De mensen die Natalie persoonlijk kende, zoals de familie van Habib, zijn allemaal weggekomen. Ze zijn een nieuw leven begonnen in bijvoorbeeld Amerika, Canada of Duitsland. Met enkele Afghanen in Nederland heeft de journaliste nog contact. “Een van mijn vroegere vertalers woont bijvoorbeeld in de buurt van mijn familie, hem zoek ik af en toe op. Hij heeft een huis en een baan, de kinderen ratelen zo snel in het Brabants dat zelfs ik ze soms niet kan volgen. Wel heeft hij een andere achternaam en zal hij niet zo snel met zijn foto in de krant gaan staan. Zelfs hier blijft er voor deze mensen altijd dreiging. Uit mijn tijd als correspondent weet ik dat ook de berichten in Nederlandse media door de Taliban worden gezien.”

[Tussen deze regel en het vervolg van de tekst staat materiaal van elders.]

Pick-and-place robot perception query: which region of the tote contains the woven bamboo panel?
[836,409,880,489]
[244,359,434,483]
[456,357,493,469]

Met wapperende haren op de fiets

Natalie heeft een aantal mensen ontmoet die ze door het riool heeft geloodst. “Dat was raar, maar ook emotioneel: ik ken ze niet allemaal persoonlijk, maar we hebben samen wel iets heftigs meegemaakt. Hun dankbaarheid begrijp ik wel, maar is niet nodig. Ik deed iets terug voor alle hulp die ik destijds zelf heb ontvangen.”
Via de mensen die ze kent, hoort Natalie regelmatig schrijnende verhalen over de situatie in Kabul sinds de machtsovername. “Het is iets veiliger op straat dan toen het nog oorlog was, maar er zijn nog steeds bomaanslagen. Alleen niet meer van de Taliban, maar van rivaliserende moslimgroeperingen. Maar het grootste probleem is momenteel de economische situatie. Er is geen werk, dus mensen hebben geen inkomen en geen eten. Er zouden volgens Unicef een miljoen kinderen levensbedreigend ondervoed zijn en dat is véél, voor een land met 40 miljoen inwoners. Onze regering erkent, net als de meeste andere overheden, de Taliban niet. Daardoor kunnen hulporganisaties ook amper ingrijpen. Moet je de regering erkennen om mensen te kunnen helpen, en daarmee de mensenrechtenschending accepteren? Dat is een onmogelijk dilemma waar veel landen mee worstelen, en eerlijk gezegd ben ik blij dat ik geen politicus ben die die keuze moet maken. Ik vermoed dat er achter de schermen alsnog van alles gebeurt, dus ik hoop dat alle landen samen ervoor kunnen zorgen dat het regime een wat menselijkere kant opgaat. Al houd ik het – met de huidige onrust – ook voor mogelijk dat er andere krachten de macht grijpen, die hopelijk iets gematigder zijn. In de jaren zestig en zeventig was Afghanistan op sommige plekken heel welvarend en progressief. In de hoofdstad Kabul liepen mannen in pak en vrouwen in rok, met rozen in hun haar. Veel mensen van de generatie van mijn ouders zijn er destijds zelfs op vakantie geweest. Voor de huidige bevolking is dat moeilijk te geloven. Aangezien de levensverwachting laag is, zijn er amper mensen die die tijd hebben meegemaakt.”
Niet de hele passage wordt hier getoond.